At Health Education England working across Kent, Surrey and Sussex (HEE KSS) we want to create a sustainable and secure workforce supply, for people that have Intellectual Disabilities (ID), who require support from and/ or access to services.
To do this we have asked many questions and found out lots of new information about the workforce. All of this has been freely shared via our web blog www.idhekss.wordpress.com.
A key question that we did not feel we knew enough about was
“What do individuals who have an intellectual disability want from their workforce?”.
We wrote to a number of organisations asking for their support in answering this question and were pleased that the foundation for people with learning disabilities (FPLD) wanted to be involved.
They agreed to write a report that would give HEE KSS a better understanding from the perspective of individuals from across Kent, Surrey and Sussex of what they would like their workforce to know. The FPLD used a range of approaches to ask this question of 70 people from across the region.
The full detailed report can be downloaded from our weblog or via this link https://goo.gl/l2EPO9.
In summary, they found that people wanted a workforce who held positive attitudes and considered the people they supported or cared for as equals. They also wanted a workforce who could support them across both a Health and Care setting, with a range of physical and mental health needs, and who could also help them develop skills to become more independent.

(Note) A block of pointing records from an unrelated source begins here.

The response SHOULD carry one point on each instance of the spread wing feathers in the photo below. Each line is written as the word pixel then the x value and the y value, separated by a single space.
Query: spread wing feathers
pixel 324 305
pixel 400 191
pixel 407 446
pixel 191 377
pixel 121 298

The individuals who took part in the project were able to tell HEE KSS for the first time via the FPLD report that they wanted a workforce that know about them, just as any other person might reasonably expect when they are wanting support or help from services.
A stand out quote from the front page of the report from a participant said that they wanted the workforce to “recognise them as a person and not just a disability”.
Armed with this very clear and powerful message HEE KSS are using the findings in the report to ensure that any work that they support to develop this workforce also links directly to what the people who experience the workforce want and need.
We would like to take this opportunity to thank every person who took the time to contribute to this report. Your messages were humbling and the findings will be key to guiding the continued development of the Intellectual Disability workforce programme based here at HEE KSS.
We also hope that this will become a national resource, as our other reports have, and help work going on elsewhere in the country.